U.S. Approval for 2M Anticipated by Late November

by Ship & Bunker News Team
Wednesday September 3, 2014

The planned 2M alliance between the world's two largest container shipping lines is likely to win approval from the U.S., the only nation requiring it to go through antitrust authorities, by late November, the South China Morning Post reports.

However, the U.S. Federal Maritime Commission (FMC) is likely to seek more information from the two carriers, Maersk Line and Mediterranean Shipping Co. (MSC), before giving it the OK.

"The chances for 2M to be approved are very good, since the commission voted four-to-one in favour of the more concentrated [P3] merger last time," a U.S. source close to the matter said.

"However, similar to the approval of P3, there will in all likelihood be strings attached to 2M.

"There will be requests for more information as well as answers to questions required, with the earliest approval date late November."

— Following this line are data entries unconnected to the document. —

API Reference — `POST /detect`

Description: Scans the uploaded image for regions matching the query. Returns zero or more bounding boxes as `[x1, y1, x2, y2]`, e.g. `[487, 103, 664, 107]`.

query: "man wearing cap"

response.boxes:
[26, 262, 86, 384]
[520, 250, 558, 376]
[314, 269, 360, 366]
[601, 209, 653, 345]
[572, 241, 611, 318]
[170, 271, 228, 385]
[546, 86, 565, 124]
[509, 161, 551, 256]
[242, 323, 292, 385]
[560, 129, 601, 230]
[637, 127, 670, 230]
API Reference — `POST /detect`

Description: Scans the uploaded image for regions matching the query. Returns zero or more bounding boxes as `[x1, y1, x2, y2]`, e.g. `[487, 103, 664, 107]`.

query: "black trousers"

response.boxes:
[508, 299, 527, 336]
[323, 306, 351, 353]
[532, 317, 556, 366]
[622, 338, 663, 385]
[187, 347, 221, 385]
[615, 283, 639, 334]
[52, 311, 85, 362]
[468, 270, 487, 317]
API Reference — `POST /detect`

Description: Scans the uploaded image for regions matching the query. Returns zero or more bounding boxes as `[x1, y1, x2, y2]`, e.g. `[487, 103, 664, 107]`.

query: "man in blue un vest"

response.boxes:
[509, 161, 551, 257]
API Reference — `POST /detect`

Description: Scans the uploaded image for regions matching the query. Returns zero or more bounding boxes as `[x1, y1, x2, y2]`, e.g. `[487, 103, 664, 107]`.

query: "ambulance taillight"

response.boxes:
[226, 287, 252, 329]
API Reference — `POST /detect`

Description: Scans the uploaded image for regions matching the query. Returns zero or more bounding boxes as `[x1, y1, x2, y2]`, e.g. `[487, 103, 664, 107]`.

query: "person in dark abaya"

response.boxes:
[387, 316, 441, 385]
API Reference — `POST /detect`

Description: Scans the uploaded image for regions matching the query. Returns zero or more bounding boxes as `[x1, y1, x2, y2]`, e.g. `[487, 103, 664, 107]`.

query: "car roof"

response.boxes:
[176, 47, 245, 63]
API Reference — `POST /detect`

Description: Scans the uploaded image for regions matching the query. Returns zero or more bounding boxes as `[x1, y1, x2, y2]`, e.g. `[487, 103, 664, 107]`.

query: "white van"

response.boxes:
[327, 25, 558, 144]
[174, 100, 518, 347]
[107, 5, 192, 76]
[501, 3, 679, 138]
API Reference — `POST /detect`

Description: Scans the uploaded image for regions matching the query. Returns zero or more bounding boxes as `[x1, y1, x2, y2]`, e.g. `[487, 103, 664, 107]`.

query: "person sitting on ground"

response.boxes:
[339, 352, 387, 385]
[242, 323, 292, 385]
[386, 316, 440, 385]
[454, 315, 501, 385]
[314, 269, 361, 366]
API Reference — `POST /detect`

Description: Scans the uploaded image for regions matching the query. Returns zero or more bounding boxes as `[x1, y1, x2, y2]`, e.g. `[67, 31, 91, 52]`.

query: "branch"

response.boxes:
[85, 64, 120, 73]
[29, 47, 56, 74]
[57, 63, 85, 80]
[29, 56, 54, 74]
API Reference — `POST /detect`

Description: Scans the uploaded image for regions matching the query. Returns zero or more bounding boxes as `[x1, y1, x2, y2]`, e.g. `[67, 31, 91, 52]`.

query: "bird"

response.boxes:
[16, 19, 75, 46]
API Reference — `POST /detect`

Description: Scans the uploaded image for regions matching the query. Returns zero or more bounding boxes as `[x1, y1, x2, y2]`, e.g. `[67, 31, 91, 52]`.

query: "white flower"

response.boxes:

Four of the FMC's five commissioners voted to approve P3, the alliance that would have included CMA CGM as well as Maersk Line and MSC, before Chinese authorities blocked it from moving forward.

The source said the FMC will give extra scrutiny to 2M because its timeframe is 10 years, double the lifespan of existing container alliances, and because it will operate extra-large ships of as much as 19,200 twenty-foot equivalent units (TEUs).

The alliance does not need the approval of Chinese antitrust authorities because, unlike P3, it is a pure vessel-sharing alliance without an operating company.

As part of the alliance, which is scheduled to start early next year, MSC is expected to lease five Triple E-size containerships recently ordered by Scorpio Group and China's Bank of Communications Co.